Defensively the Heels are tenacious - holding teams to 8.05 goals per game - and offensively spread the ball to quick-strike attackers.
"The program's definitely changed," said senior All-American Corey Donohoe, who has factored in the program's rise since her freshman season.
The Heels make their 13th appearance in 16 varsity seasons. They are seeking their sixth overall semifinal berth and third consecutive.
In 2009, the Heels reached the national championship game, falling to Northwestern in the finals.
Last season, the Heels were again undone by the Wildcats, though maintained the progression of the program.
When Levy was hired in 1994 the team experienced quick success. Still, by 2007 she said she had not created the program culture that produces consistent winners.
"We just tried to do it better," said Levy, who turned to the examples of the North Carolina's men's basketball and women's soccer teams.

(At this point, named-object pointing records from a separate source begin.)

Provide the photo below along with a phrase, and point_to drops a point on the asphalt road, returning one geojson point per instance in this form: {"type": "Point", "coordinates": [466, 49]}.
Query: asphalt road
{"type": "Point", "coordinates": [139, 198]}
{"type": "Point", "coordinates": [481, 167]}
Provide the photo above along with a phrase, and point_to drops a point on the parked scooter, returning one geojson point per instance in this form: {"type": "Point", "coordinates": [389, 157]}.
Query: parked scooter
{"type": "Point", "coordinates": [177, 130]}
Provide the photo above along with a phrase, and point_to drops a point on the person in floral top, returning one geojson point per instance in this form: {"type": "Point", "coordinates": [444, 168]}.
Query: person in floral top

Levy spent time watching coach Roy Williams run practices and even incorporated the men's basketball team's practice schedule. She said all of the strategies in basketball correlate to the lacrosse field.
Levy also picked the brain of women's soccer coach Anson Dorrance.
"I like their culture in that it's intense, it's demanding but there's great chemistry," Levy said. "The kids on the team feel like they can be individuals. There's no form they have to take. They have a lot of fun, yet they get on the field and take care of business."